Dans cette optique, l’internationalité revêt une importance capitale est devient pour nous, à la lumière du « don de soi » de notre fondateur, un leitmotiv pour notre famille religieuse et un instrument efficace pour notre mission.
L’Internationalité qu’est-ce que c’est ?
À l’issue du 36ème Chapitre Général, à l’occasion de la célébration du 40ème anniversaire de notre patrimoine charismatique (Règle de Vie), avec la célébration du Synode et de l’année du jubilé, il convient pour nous religieux du Saint Sacrement de redéfinir ce concept à la lumière de notre fondateur Apôtre de l’eucharistie.

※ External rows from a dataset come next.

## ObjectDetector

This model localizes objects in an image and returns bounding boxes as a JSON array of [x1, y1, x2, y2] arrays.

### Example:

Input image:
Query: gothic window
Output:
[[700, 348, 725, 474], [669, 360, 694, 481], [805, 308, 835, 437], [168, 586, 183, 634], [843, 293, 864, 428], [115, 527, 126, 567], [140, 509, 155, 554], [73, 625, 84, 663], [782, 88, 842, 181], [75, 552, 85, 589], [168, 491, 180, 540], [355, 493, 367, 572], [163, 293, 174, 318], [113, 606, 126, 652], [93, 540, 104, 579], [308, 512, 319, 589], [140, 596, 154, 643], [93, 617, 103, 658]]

Nous ne saurons donner une définition apodictique du concept étant donné qu’il n'est pas abstrait mais réel. En d’autres termes, l'internationalité n’est pas théorique mais pratique. Elle se vit. L’internationalité fait référence à la dimension plus large et holiste qui implique plusieurs nations et cultures dans un contexte donné. Le terme souligne donc le caractère mondial ou transnational d’une situation. Évoquant cette problématique, lors d’une réunion, le Père Fiorenzo Salvi ancien supérieur général note que l’internationalité se définit dans la vie et la réalité actuelle de la Congrégation et qu’elle est le lieu idéal pour répondre à nos interrogations à partir de l’Eucharistie.
La définition de l’internationalité n’est pas la même pour tous. Cependant, notre réflexion contribue à la construction d’une vision commune de ce concept visant à l’approfondir pour répondre à notre charisme aujourd’hui.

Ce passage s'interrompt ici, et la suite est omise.